Yes camp might fare better if electorate consisted solely of academics

Voting experts reject first-past-the-post

Voting experts reject first-past-the-post

By politics.co.uk staff

First-past-the-post has been unanimously rejected by a group of respected academics.

Two weeks before the referendum on voting – where polls show the British public are likely to keep the first-past-the-post system – the alternative vote has come out on top among experts.

In a workshop organised by Voting Power & Procedures (VPP) at the London School of Economics, 22 voting specialists were asked to select “the best voting procedure” to elect one out of three or more candidates from a list of 18 options.

Each expert could back as many voting procedures as they approved of in the workshop.

The alternative vote came in second with ten votes, while first-past-the-post failed to secure any backers.

Approval voting, where voters can mark an ‘x’ by as many candidates as they want to, came out on top with 15 votes.

VPP deliberately chose the workshop topic to draw parallels with the single member district system used in House of Commons elections since 1950, ahead of the referendum on the alternative vote.

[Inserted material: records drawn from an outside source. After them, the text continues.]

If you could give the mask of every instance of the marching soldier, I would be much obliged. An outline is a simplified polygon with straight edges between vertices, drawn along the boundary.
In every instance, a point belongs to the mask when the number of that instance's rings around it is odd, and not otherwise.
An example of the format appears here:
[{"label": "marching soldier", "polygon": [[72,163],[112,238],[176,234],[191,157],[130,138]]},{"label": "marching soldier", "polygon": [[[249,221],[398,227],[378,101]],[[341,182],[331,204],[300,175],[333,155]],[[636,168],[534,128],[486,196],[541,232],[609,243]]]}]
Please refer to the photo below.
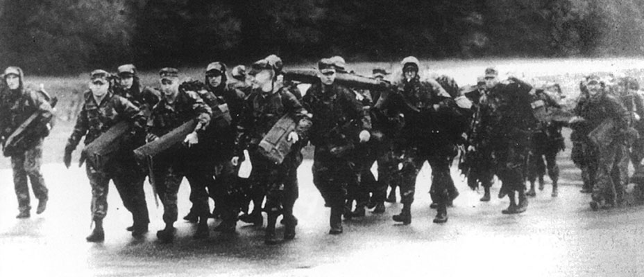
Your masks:
[{"label": "marching soldier", "polygon": [[152,179],[163,204],[165,222],[165,228],[157,232],[157,238],[163,242],[171,242],[176,233],[173,224],[177,220],[177,193],[184,177],[193,190],[204,192],[198,195],[191,194],[191,200],[199,216],[194,237],[205,238],[209,234],[207,219],[210,213],[208,196],[203,188],[207,186],[212,178],[208,175],[210,157],[207,152],[203,151],[204,143],[198,144],[200,134],[210,123],[212,111],[197,93],[179,89],[178,73],[176,69],[169,67],[159,71],[162,98],[148,119],[146,138],[146,141],[152,141],[185,122],[194,118],[198,120],[194,130],[184,141],[187,149],[175,145],[152,161]]},{"label": "marching soldier", "polygon": [[[259,143],[273,126],[284,116],[291,117],[298,126],[308,120],[305,109],[297,98],[288,91],[278,79],[278,69],[273,60],[266,59],[255,62],[248,75],[253,77],[253,91],[247,96],[243,114],[240,118],[237,146],[233,165],[237,166],[244,150],[248,150],[253,164],[249,182],[256,195],[266,195],[267,224],[264,242],[278,242],[275,227],[278,217],[282,215],[285,229],[284,239],[295,238],[297,219],[293,215],[293,206],[298,196],[297,183],[288,181],[289,172],[297,167],[298,148],[294,146],[280,164],[276,164],[259,151]],[[289,141],[297,142],[303,138],[302,129],[288,134]],[[260,213],[261,203],[255,203],[254,213]],[[257,215],[257,213],[255,213]],[[257,215],[255,215],[257,216]],[[259,214],[261,217],[261,214]]]},{"label": "marching soldier", "polygon": [[620,204],[618,190],[622,190],[627,179],[628,150],[626,140],[630,114],[606,89],[596,75],[586,78],[588,98],[578,105],[578,116],[570,124],[583,123],[579,136],[588,137],[597,152],[594,186],[591,208],[597,211]]},{"label": "marching soldier", "polygon": [[[114,93],[110,73],[97,69],[92,71],[90,77],[90,91],[85,93],[85,102],[65,148],[63,161],[67,168],[71,163],[71,152],[83,136],[87,145],[120,121],[130,121],[135,129],[143,129],[145,124],[145,117],[134,104]],[[133,155],[128,153],[133,148],[126,146],[123,149],[123,153],[116,155],[117,159],[110,164],[99,167],[88,161],[85,165],[92,186],[92,214],[94,223],[94,230],[87,238],[88,242],[102,242],[105,239],[103,219],[108,212],[110,179],[119,190],[124,205],[132,213],[134,219],[132,235],[139,237],[148,231],[149,220],[145,197],[142,195],[143,188],[135,185],[142,182],[143,175]],[[82,157],[81,164],[84,159]]]},{"label": "marching soldier", "polygon": [[320,82],[313,84],[303,98],[313,114],[311,143],[315,145],[313,183],[331,208],[329,233],[341,233],[342,213],[347,185],[354,177],[350,159],[356,143],[369,140],[371,127],[367,111],[355,92],[334,83],[340,69],[330,59],[318,62]]},{"label": "marching soldier", "polygon": [[[3,84],[0,85],[0,143],[5,156],[11,157],[13,183],[18,199],[16,218],[27,218],[31,215],[31,199],[27,178],[31,181],[33,194],[38,199],[36,213],[44,211],[49,199],[49,190],[40,172],[42,159],[42,141],[49,134],[48,123],[53,114],[51,106],[44,96],[25,87],[22,69],[9,66],[3,75]],[[34,128],[34,135],[25,137],[20,145],[8,145],[7,140],[12,133],[32,114],[37,113],[40,122]],[[11,148],[11,149],[10,149]]]},{"label": "marching soldier", "polygon": [[[500,82],[498,71],[485,69],[485,81],[490,90],[489,96],[491,116],[484,125],[489,127],[492,157],[495,173],[502,182],[499,198],[507,195],[510,204],[502,211],[504,214],[523,213],[527,208],[525,197],[525,177],[531,129],[536,119],[530,106],[532,87],[511,78],[510,82]],[[518,194],[518,204],[515,195]]]},{"label": "marching soldier", "polygon": [[[543,89],[537,89],[534,98],[543,101],[545,109],[561,108],[559,102],[547,94]],[[546,170],[552,181],[551,196],[557,197],[558,193],[557,181],[559,181],[559,168],[557,165],[557,154],[566,148],[561,128],[564,125],[557,122],[542,122],[532,134],[532,150],[529,155],[527,179],[530,181],[530,190],[526,195],[534,197],[534,182],[539,178],[539,190],[543,190],[543,175]],[[543,159],[545,159],[544,163]]]},{"label": "marching soldier", "polygon": [[450,161],[456,150],[455,135],[459,133],[453,131],[462,131],[460,127],[466,118],[458,113],[454,99],[440,84],[433,79],[421,80],[418,59],[407,57],[401,64],[402,76],[396,83],[396,93],[389,95],[378,107],[405,116],[405,125],[395,142],[396,148],[403,153],[401,174],[404,179],[400,190],[403,206],[400,213],[393,219],[405,225],[412,223],[416,178],[427,161],[432,167],[430,193],[437,205],[434,222],[443,223],[448,220],[448,203],[457,196],[448,193],[453,186]]}]

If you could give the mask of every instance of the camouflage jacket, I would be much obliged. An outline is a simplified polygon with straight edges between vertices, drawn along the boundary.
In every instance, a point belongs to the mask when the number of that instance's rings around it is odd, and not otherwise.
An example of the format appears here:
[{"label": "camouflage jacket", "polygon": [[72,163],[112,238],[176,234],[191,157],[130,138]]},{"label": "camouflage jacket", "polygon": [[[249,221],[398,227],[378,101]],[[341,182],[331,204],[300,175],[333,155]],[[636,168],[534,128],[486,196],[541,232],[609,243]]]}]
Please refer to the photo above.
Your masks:
[{"label": "camouflage jacket", "polygon": [[405,125],[397,140],[412,145],[440,144],[451,141],[459,132],[452,130],[452,127],[463,125],[459,129],[464,130],[467,118],[434,80],[421,80],[416,77],[409,81],[399,80],[394,85],[396,91],[387,96],[378,107],[404,115]]},{"label": "camouflage jacket", "polygon": [[[307,110],[285,87],[270,93],[253,90],[244,100],[237,125],[237,154],[241,154],[242,151],[250,145],[258,145],[275,123],[286,114],[298,124],[307,118]],[[298,133],[300,139],[306,135],[301,132]]]},{"label": "camouflage jacket", "polygon": [[11,91],[3,86],[0,90],[0,137],[6,138],[35,112],[40,113],[43,121],[53,116],[51,105],[44,96],[31,89]]},{"label": "camouflage jacket", "polygon": [[328,91],[322,84],[314,84],[302,99],[303,105],[313,114],[310,131],[314,145],[338,144],[338,141],[356,141],[363,129],[371,129],[368,111],[364,109],[364,96],[338,84]]},{"label": "camouflage jacket", "polygon": [[83,136],[85,136],[85,144],[90,144],[121,120],[137,121],[142,126],[145,122],[143,112],[138,107],[112,91],[108,92],[101,103],[96,103],[90,91],[85,91],[83,99],[80,114],[76,118],[76,124],[67,141],[74,148],[78,145]]},{"label": "camouflage jacket", "polygon": [[197,118],[202,128],[205,128],[212,114],[212,110],[196,92],[180,90],[172,103],[162,95],[148,118],[147,131],[161,136],[193,118]]}]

VPP co-directors Rudolf Fara, Dennis Leech and Moshe Machover, who voted in the poll, said that first-past-the-post – also known as plurality voting – was rejected unanimously most likely because it was the worst of any known system to elect fairly a single winner from three or more candidates.

“The most serious problem is that first-past-the-post often elects the candidate least preferred by an absolute majority of voters,” they said.